A recent online survey has revealed that more than 70% of online users do not believe that zero-logging policies exist among VPN providers, a finding that many in the industry will be surprised to hear.
The study, which took place in August this year, was conducted by The Privacy Observer – a project orchestrated by a group called Direct Spark, which is an online marketing agency concerned primarily with promoting starter tech companies. The Privacy Observer project was established to research the issue of privacy in today’s virtual climate. The project is supported by ibVPN.
According to the organizers, the purpose of the research was to come to a clearer understanding of how and why virtual private networks operate. Essentially, the study sought to answer the question: Are users correctly informed about the level of privacy a VPN gives to them?
The study asked 1,000 people from 10 countries from around the world, including the UK, the US, South Korea, Romania, and Australia. 73% of those surveyed had used a VPN at least once.
When participants were asked why they used a VPN, more than 60% said that they used the service to protect their privacy, while just over a third were using VPNs to unblock restricted content such as video-on-demand (VOD) by the likes of Netflix and Hulu.
When asked about the obstacles they faced when choosing a VPN, more than 40% of participants said that speed and connection reliability were the most significant, with just under one fifth saying that privacy and security were crucial factors. 17% said that the general ease of use of a VPN was the main challenge; factors like logging in and configuration. A mere 8% said that they considered the cost of VPN to be the largest obstacle.
When quizzed on the level of privacy they believed VPNs offer, 49% of participants said that they felt the service protects them from third party surveillance, while 44% believe that a VPN prevents hackers from accessing their data, even when using a public Wi-Fi network.
Perhaps the most surprising results came in response to the researcher’s question about VPN logging policies. A staggering 71% believe that zero-logging policies do not exist among VPN providers.

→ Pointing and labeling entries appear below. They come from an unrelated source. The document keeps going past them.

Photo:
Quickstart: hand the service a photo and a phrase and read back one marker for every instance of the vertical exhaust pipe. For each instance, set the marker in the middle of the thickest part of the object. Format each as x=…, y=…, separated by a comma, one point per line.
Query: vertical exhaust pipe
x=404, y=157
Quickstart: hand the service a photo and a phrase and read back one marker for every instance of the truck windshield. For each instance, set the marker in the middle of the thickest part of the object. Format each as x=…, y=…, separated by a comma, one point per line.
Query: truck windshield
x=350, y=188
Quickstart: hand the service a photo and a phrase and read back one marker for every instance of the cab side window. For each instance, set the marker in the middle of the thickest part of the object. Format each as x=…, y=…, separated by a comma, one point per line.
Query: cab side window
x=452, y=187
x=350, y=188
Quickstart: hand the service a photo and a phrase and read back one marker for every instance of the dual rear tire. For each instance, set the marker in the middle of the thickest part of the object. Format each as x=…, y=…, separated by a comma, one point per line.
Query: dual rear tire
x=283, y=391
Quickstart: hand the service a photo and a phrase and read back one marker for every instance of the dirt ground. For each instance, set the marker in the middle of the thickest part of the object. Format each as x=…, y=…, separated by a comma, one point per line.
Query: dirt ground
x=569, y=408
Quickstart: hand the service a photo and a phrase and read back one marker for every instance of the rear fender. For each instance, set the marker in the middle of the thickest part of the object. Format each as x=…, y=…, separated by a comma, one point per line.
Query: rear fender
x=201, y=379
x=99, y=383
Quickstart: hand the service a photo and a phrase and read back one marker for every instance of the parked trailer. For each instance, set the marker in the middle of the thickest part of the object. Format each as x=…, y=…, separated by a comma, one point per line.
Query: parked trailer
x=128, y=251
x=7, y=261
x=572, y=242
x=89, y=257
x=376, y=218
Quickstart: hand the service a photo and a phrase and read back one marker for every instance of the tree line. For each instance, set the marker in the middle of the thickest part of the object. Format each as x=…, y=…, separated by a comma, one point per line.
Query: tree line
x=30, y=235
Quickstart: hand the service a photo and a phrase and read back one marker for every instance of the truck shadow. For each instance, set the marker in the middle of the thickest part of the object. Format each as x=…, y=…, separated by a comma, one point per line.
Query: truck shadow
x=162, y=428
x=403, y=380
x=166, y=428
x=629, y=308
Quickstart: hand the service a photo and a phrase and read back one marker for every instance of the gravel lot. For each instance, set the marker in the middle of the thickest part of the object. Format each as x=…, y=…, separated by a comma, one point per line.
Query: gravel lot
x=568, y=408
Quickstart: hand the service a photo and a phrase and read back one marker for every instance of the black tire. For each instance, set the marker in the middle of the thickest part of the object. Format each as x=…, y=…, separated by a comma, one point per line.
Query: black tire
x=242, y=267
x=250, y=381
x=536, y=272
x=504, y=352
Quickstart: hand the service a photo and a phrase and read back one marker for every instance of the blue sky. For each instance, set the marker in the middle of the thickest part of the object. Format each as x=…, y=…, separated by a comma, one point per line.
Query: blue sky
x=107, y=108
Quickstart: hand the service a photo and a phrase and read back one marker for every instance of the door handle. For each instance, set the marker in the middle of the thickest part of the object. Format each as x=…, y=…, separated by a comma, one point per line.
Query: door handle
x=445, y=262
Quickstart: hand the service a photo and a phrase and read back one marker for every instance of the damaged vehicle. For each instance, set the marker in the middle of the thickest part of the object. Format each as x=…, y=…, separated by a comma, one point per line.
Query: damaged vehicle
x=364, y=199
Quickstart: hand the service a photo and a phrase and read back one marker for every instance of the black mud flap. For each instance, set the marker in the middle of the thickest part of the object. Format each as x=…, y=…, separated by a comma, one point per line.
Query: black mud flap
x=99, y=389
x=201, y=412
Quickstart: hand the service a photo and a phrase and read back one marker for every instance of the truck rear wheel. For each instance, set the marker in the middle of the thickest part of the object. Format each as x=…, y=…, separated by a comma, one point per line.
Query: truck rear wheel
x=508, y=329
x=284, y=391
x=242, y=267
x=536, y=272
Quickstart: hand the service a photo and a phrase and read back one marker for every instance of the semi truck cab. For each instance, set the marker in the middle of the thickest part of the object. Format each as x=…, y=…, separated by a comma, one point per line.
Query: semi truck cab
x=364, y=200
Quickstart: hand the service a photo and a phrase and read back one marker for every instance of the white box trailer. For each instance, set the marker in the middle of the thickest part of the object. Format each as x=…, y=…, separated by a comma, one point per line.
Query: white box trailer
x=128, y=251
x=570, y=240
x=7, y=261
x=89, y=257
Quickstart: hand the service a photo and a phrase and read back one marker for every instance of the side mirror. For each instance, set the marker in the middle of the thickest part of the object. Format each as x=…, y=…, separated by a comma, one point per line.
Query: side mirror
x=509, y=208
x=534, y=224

An overwhelming 89% believe that using a VPN greatly increases user privacy while online. 11% believe that using a VPN ensures total anonymous while connected to the Internet.
The Privacy Observer
According to the press release from The Privacy Observer, “these results should be read by all VPN providers,” particularly those offering zero-logging.
They concluded by saying that “using a VPN greatly increases the online privacy but it does not make the user absolutely anonymous. And also, users have to understand that zero logging (in the absolute sense) does not exist.”
What’s clear from the results is that VPN users are well-informed about the practices of providers, at least when it comes to zero-logging, though perhaps not when it comes to online anonymity. Of course, different VPN providers offer different services with varying levels of protection. Be sure to check the finer details of the VPN service you’re interested in before signing up.